La Corte costituzionale, con la sentenza n. 156/2001, ha affermato, per la prima volta, che l’art. 53, Costituzione, non preclude al Legislatore l’individuazione di indici atipici di capacità contributiva (ossia diversi dal reddito, dal consumo e dal patrimonio) che siano, comunque, identificativi di “nuova ricchezza”, salvo il limite della arbitrarietà delle scelte. L’IRAP non viola i principi di ragionevolezza e di capacità contributiva, proprio perché basata, secondo gli insegnamenti della Consulta, su un fatto espressivo di nuova ricchezza, costituito dal valore della produzione netta «… creata dalla singola unità produttiva …» (l’attività autonomamente organizzata) ed «assoggettata ad imposizione ancor prima che sia distribuita, al fine di remunerare i diversi fattori della produzione …», (il capitale di debito, il capitale di credito, l’attività lavorativa dell’imprenditore e il lavoro altrui). Per la Corte costituzionale, che ha prestato aderenza concettuale alla corrente dottrinaria che ha teorizzato il fondamento e la legalità costituzionale dell’IRAP: «L’imposta colpisce … con carattere di realità, un fatto economico diverso dal reddito, comunque espressivo di capacità contributiva in capo a chi, in quanto organizzatore dell’attività, è autore delle scelte dalle quali deriva la ripartizione della ricchezza prodotta tra i vari soggetti che, in varia misura, concorrono alla sua creazione». La corretta ermeneutica dell’art. 2, D.Lgs. n. 446/1997, relativa al presupposto oggettivo dell’IRAP, non poteva, quindi, prescindere dall’inquadramento di tributo reale come prospettato dalla Corte costituzionale.

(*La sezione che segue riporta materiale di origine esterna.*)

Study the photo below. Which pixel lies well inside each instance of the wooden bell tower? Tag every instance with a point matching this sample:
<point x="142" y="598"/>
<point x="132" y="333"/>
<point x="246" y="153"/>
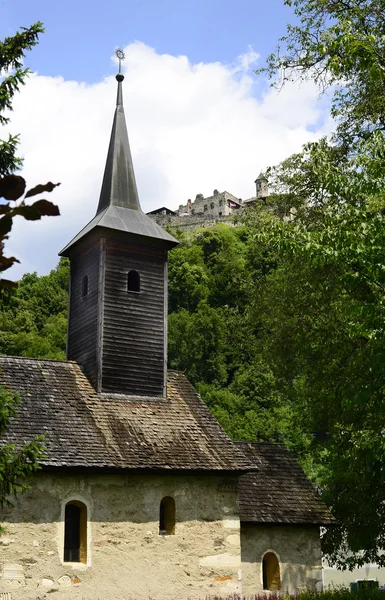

Per il citato art. 2, D.Lgs. n. 446/1997, come noto, il presupposto impositivo dell’IRAP viene definito come l’attività esercitata con:

  1. abitualità;
  2. in modo autonomamente organizzato;
  3. diretta alla produzione o allo scambio di beni e servizi.

Il corretto inquadramento della “autonoma organizzazione”, ai fini della configurazione dell’IRAP, alla stregua di un tributo reale, assume un ruolo centrale, dipendendo da tale presupposto la considerazione dell’IRAP come imposta reale e non personale. Aver ritenuto che, come prerogativa del presupposto dell’IRAP non fosse imprescindibile un autentico modello organizzato di fattori produttivi, ma fosse sufficiente la c.d. auto-organizzazione, ossia lo svolgimento della propria attività lavorativa con totale assenza di organizzazione altrui, ha concorso a definire una configurazione di tributo del tutto astratta, inidonea ad incidere su un’entità reale (diversa dal consumo, dal patrimonio e dal reddito) da identificare (come rappresentato da F. Gallo, “Ratio e struttura dell’irap”, in Rass. Trib., n. 3/1998) con l’idoneità economico-produttiva espressa dal coordinamento, organizzazione e disponibilità dei fattori della produzione. Sin dall’introduzione dell’IRAP, si è sottolineato come per il c.d. lavoratore autonomo con a supporto una dotazione patrimoniale non organizzata, il nesso costituzionale dell’IRAP si sarebbe venuto a fondare sulla titolarità di una signoria diretta a sé stesso, su un atto potestativo indirizzato alla propria persona.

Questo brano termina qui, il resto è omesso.